Farid, der nach der Polizeikontrolle das Steuer übernommen hatte, machte den Motor aus. »Ich guck mal nach einer Klingel«, sagte er und stieg aus dem Wagen.

»Es kotzt mich an, Karl, dass du jedes Mal abdrehst, wenn du einen Polizisten siehst«, rief Tim Groning, als er mit Karl Behm endlich allein war. »Es kotzt mich wirklich an!«

»Mich kotzt auch vieles an!«, nölte Karl Behm.

Groning unterdrückte den Impuls, dem Kameramann mit der Hand ins Gesicht zu schlagen. »Was?«, schrie er, »was kotzt dich an? Dass du bei jeder Kleinigkeit einen Dreh gefährdest? Dass dein beschissenes Gehirn abschaltet, wenn dir einer eine Anweisung gibt? Dass ich die Scheiße, die du mutwillig verursachst, wieder in Ordnung bringen darf, du kranker Spinner? Arbeiten mit dir ist wie Jonglieren mit Handgranaten, bei denen jemand die Sicherungsstifte gezogen hat!« Groning haute mit der Faust auf das Armaturenbrett des Renaults. Das Radio schaltete sich ein und spielte leise ›Strangers in the night‹.

»Mach deinen Dreck doch alleine«, sagte Karl Behm mit leiser, drohender Stimme.

Nachdem Behms alkoholgeschwängerter Atem bemerkt worden war, hatte der Polizist den Kameramann gefragt, ob er mit einem Alkoholtest einverstanden sei.

Behm sagte nein. Er habe jetzt leider keine Zeit, er müsse die Flugblätter und den Sprengstoff zu seinen Kumpels bringen, die warteten vor der Moschee auf ihn. Es folgte erwartungsgemäß eine größere Polizeiaktion, in deren Mittelpunkt das Teamfahrzeug und seine drei Insassen standen.

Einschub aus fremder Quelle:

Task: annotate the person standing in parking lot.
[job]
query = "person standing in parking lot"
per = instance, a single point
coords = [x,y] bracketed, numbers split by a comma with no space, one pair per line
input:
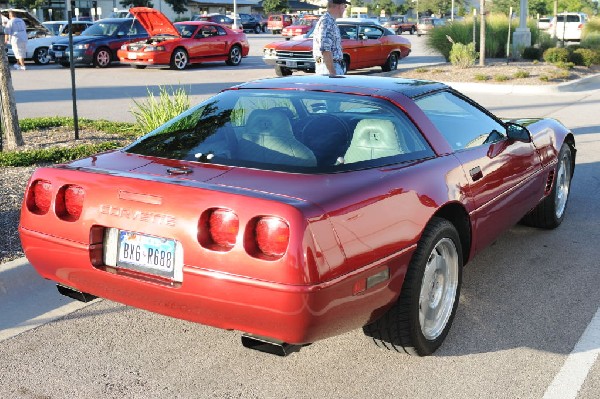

Tim Groning konnte es nicht aufhalten. Er bemühte sich zwar zu unterstreichen, das sei alles ein derber Scherz des überarbeiteten Kollegen, doch keiner lachte. Nach etwa dreißig Minuten war der Renault Trafic komplett ausgeweidet. Im Umkreis von zehn Metern lagen geöffnete Koffer und Taschen, deren auseinandergenommener Inhalt sowie die gesamte Innenverkleidung des Transporters, eingeschlossen das CD-Radio, das Handschuhfach und die beiden Sonnenblenden. Der Alkoholtest von Behm ergab eine Blutalkoholkonzentration von 4,6 Promille. Behm wurde blass. Er bat die mit dem Test befasste Beamtin um eine Wiederholung der Messung. Nun wurden 0,21 Promille vom Gerät angezeigt. Karl Behm wurde mündlich verwarnt und ermahnt, das Fahrzeug nicht weiter zu führen. Während Farid Abu Salama das Teamfahrzeug-Puzzle wieder zusammensetzte, rief Groning in der Redaktion an und schilderte die Lage. Er kündigte an, es würde ziemlich knapp werden und es solle auf jeden Fall ab 15 Uhr ein Schnittplatz freigehalten werden, einen fähigen Cutter eingeschlossen. Dann half er dem Kameraassistenten, den Renault wieder einzuräumen. Der Kameramann stand schweigend neben der Beifahrertür und rauchte einen Zigarillo. Als Groning das bemerkte, zog sich sein gesamter Zorn, der sich in der letzten halben Stunde aufgebaut hatte, zu einem kleinen, schwarzen Klumpen in seinen Eingeweiden zusammen. Er sah Behm an. Als spürte er diesen Blick, drehte sich Behm um und schaute Groning in die Augen. Dann ließ er den Zigarillo fallen, trat ihn mit der Schuhspitze aus und ging zum Heck des Wagens. Langsam nahm er einen herumstehenden Lichtkoffer und verstaute ihn widerwillig auf der Ladefläche. Groning schüttelte den Kopf. Farid klopfte dem Reporter mitfühlend auf die Schulter. »Aber er ist ein guter Kameramann, Tim«, sagte er leise.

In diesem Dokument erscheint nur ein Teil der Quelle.